Radd Icenoggle
November 20, 2021
One of the lesser-known gems in Glacier National Park, the hike to the Dragon’s Tail began from the Logan Pass parking lot (that’s right, the most crowded area in the park). We started out on Hidden Lake Nature Trail, which is initially paved, then a boardwalk, and, eventually, an actual trail.
A bit over a mile from the trailhead, we reached a small tarn, and an unmarked trail will branch off to the left. Someone had attempted to block the trail with old limbs as they mistakenly took this trail as a user trail. However, this side trail, called the Reynolds Route on some maps, was lined with rocks on both sides for the first little bit.

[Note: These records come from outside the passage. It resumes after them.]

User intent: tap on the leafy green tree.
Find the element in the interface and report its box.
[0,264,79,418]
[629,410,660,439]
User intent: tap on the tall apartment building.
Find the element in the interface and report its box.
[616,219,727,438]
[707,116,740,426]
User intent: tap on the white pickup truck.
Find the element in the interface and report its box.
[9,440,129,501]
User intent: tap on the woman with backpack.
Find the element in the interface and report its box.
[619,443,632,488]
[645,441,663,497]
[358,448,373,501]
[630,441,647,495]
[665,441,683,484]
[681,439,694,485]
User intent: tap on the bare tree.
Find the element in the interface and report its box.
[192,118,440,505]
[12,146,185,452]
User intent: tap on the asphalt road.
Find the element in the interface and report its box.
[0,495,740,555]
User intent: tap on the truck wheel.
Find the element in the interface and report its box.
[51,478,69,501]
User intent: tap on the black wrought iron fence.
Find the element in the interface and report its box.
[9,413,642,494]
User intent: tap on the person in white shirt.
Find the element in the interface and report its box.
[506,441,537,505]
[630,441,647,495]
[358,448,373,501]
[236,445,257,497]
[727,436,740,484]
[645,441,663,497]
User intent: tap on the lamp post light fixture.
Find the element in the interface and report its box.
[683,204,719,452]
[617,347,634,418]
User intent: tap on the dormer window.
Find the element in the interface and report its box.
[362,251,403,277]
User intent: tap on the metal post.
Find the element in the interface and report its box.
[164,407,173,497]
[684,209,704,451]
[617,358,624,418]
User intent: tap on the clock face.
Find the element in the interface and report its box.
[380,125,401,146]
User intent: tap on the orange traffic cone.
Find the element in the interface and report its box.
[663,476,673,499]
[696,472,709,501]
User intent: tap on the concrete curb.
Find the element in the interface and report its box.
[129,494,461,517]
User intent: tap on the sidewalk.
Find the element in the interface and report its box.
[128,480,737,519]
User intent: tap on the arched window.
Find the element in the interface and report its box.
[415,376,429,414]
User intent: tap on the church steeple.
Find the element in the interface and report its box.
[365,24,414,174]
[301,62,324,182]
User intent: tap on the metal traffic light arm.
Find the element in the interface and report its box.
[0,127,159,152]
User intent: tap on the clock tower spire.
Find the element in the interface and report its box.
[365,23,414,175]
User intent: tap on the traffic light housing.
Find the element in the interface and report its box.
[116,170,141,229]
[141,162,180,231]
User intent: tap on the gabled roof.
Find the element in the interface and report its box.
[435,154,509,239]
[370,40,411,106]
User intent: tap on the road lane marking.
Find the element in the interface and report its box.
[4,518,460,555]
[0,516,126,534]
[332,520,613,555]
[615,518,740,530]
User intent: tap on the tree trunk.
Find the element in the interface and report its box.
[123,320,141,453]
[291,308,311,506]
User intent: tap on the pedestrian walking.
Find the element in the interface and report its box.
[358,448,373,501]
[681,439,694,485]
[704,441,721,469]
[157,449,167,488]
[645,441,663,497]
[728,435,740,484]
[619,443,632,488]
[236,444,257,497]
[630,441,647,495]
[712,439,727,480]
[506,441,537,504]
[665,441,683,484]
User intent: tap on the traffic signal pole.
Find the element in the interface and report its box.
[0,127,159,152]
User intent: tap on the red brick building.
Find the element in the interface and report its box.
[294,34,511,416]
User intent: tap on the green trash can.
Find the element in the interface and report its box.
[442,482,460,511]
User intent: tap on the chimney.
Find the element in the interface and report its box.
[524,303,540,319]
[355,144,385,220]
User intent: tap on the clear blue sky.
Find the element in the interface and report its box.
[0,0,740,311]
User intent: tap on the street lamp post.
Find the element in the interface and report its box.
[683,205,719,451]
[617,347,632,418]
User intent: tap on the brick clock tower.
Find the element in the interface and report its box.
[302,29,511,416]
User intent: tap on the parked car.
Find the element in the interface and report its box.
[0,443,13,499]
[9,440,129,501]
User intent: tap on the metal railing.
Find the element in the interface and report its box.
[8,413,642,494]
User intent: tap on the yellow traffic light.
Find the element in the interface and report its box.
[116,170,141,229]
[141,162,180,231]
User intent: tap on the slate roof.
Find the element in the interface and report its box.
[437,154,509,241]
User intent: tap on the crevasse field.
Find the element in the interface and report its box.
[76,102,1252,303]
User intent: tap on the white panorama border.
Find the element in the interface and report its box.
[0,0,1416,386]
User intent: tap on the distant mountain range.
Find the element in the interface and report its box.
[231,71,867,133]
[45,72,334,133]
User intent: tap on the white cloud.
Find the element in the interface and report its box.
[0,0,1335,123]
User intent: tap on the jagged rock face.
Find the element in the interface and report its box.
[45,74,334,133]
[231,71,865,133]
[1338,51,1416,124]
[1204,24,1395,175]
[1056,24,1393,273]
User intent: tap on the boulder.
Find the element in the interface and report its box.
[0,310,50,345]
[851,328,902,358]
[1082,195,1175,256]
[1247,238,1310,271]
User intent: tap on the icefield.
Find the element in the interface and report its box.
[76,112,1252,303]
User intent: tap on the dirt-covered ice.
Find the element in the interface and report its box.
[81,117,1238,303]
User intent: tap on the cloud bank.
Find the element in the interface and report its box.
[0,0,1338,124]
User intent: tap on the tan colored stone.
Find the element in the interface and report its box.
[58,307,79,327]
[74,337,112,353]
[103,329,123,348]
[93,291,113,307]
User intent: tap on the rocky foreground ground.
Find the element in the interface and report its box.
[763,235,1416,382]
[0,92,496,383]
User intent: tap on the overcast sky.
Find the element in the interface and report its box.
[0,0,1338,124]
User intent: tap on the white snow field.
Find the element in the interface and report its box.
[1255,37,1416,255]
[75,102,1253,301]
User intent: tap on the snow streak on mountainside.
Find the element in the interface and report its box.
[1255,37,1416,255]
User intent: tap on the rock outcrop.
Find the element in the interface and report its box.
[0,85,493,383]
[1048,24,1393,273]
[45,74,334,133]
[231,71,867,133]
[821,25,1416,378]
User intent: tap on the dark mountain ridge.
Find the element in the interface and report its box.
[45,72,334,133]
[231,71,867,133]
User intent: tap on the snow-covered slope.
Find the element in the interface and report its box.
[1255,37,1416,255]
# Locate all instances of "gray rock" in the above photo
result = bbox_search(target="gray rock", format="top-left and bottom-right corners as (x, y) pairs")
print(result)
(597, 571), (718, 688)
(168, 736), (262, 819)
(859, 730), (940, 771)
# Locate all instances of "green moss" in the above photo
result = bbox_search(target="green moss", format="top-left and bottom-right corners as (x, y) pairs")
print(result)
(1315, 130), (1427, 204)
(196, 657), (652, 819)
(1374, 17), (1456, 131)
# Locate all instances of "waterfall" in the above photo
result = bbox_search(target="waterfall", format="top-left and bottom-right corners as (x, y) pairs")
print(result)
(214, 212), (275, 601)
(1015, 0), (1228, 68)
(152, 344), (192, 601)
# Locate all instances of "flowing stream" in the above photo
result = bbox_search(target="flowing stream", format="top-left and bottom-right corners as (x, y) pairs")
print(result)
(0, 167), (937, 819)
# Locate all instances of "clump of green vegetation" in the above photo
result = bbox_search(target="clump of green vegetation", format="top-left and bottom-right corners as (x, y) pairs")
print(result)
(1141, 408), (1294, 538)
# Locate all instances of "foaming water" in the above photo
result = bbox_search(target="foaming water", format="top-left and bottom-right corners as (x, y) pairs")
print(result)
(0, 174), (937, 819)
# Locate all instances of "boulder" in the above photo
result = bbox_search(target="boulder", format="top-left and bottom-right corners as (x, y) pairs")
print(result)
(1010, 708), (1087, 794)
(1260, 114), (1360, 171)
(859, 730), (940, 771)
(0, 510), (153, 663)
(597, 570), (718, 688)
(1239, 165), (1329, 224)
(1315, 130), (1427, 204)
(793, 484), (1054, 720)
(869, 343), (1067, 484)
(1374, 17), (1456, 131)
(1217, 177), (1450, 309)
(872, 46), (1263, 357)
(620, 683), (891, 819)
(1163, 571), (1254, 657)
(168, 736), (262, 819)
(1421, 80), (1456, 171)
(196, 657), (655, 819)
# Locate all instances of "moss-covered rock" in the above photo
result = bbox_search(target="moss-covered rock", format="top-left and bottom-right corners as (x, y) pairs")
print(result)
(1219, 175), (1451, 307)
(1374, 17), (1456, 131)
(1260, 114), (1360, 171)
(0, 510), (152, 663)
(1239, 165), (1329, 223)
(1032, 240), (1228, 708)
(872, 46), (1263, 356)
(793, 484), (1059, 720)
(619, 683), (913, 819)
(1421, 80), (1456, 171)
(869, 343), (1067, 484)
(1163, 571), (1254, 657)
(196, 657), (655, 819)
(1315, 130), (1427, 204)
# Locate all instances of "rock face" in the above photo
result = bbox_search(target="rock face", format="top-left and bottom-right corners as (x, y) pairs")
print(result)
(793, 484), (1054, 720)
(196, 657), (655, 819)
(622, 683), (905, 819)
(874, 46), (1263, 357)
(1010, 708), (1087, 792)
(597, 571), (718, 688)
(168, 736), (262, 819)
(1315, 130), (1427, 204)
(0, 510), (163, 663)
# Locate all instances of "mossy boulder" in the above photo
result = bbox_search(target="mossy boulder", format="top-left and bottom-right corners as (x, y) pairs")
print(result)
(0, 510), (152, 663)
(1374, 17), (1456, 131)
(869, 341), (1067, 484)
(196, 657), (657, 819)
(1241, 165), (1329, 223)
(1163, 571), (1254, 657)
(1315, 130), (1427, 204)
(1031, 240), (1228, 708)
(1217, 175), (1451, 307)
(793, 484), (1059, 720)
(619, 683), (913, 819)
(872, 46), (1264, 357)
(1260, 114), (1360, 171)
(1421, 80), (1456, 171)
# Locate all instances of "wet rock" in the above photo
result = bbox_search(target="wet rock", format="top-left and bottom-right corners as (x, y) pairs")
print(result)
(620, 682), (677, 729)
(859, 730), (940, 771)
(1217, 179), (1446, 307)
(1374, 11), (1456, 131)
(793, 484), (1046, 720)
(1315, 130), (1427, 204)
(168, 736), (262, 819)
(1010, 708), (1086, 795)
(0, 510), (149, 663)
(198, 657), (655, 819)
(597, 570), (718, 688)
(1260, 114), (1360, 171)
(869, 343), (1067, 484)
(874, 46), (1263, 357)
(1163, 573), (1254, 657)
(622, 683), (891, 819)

Two miles in and we reached the first pass on the route. And it was here that first encountered “real” wind, the type that is angry and violent. The gusts were definitely passing 50 miles per mile, but the views supplanted any notions of turning around and getting out of the gale. This saddle sits on a ridge of the loaming Reynolds Mountain, and from here we stood atop the Continental Divide overlooking Hidden Lake and Bearhat Mountain to the west. And to the east, Heavy Runner Mountain dominated the east-facing scene.
Returning back to the Logan Pass parking lot, we drove back down the mountain towards Apgar and the campground (our humble home from the evening in the rooftop tent). The autumn colors were simply mind-numbing with the intensity of the yellows and oranges in the leaves of alder, birch, and cottonwood.